4. Hold the hotkey, speak, release — or just type:
rex-ask "what files changed in the last commit"
rex-chatRex transcribes, thinks, acts, responds. That's the loop.
| Platform | Status |
|---|---|
| Arch Linux — Wayland / Hyprland | ✅ Primary target |
| Linux — X11 / other compositors | ✅ Supported |
| macOS | ✅ Supported (launchd automation in progress) |
| Windows | ✗ Not planned |
Rex is in early development. This table reflects what actually works right now.
| Capability | Status |
|---|---|
| Push-to-talk voice input | ✅ Working |
| On-device STT — 3 backends, auto-selected | ✅ Working |
| LLM integration — streaming, tool calling | ✅ Working |
| Piper TTS voice output | ✅ Working |
| Tools — file, shell, web, clipboard | ✅ Working |
| Conversation memory — SQLite, local | ✅ Working |
Text input — rex-ask / rex-chat |
✅ Working |
| Project memory — facts, context injection | ✅ Working |
rex-remember — persistent user facts |
✅ Working |
| Floating pill indicator (GTK4, Wayland) | ✅ Working |
| Speech preprocessing — no markdown to TTS | ✅ Working |
| First-run wizard | 🔜 v0.6 |
| Project scaffolding | 🔜 v0.7 |
| Context awareness — editor, git, window | 🔜 v0.8 |
| AUR / Homebrew package | 🔜 v1.0 |
The core is solid. What's missing is depth, polish, and reach. That's the roadmap.
| Installation | Full setup per platform |
| Configuration | Every config key with defaults |
| Architecture | How Rex works internally |
| Roadmap | Where Rex is going |
| IDEA.md | The long-term vision |
Contributions are welcome at every level — bug reports, docs, new tools, STT backends, anything.

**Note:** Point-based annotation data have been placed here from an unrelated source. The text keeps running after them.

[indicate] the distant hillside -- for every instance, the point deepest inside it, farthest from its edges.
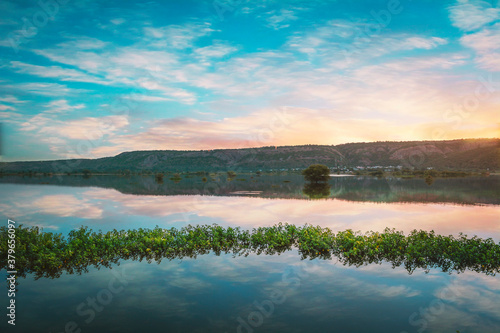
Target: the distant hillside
(474, 154)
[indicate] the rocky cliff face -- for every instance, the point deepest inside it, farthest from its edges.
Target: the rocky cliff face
(454, 154)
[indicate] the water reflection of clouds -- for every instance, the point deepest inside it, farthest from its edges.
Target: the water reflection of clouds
(218, 289)
(337, 215)
(65, 205)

Read CONTRIBUTING.md for the workflow and HACKING.md for internals. All contributions require passing CI. A few things worth knowing before you start:
- Rex is intentionally minimal. Features that belong in a plugin shouldn't be in core.
- The daemon is single-process asyncio. No threads unless absolutely necessary.
- Privacy is non-negotiable. Nothing that adds a cloud dependency touches
main. - Read IDEA.md first — understanding the vision prevents building in the wrong direction.
Security issues → SECURITY.md
Most AI assistants are cloud products. Most require an account. Most forget you between sessions. Most force you into one input method.
Rex is built on a different assumption: your assistant should live on your machine, know your work, and stay out of your way until you need it. Input method shouldn't matter. Privacy shouldn't be a premium feature. Memory shouldn't reset on restart.
That's the idea. Rex is the early, honest version of it.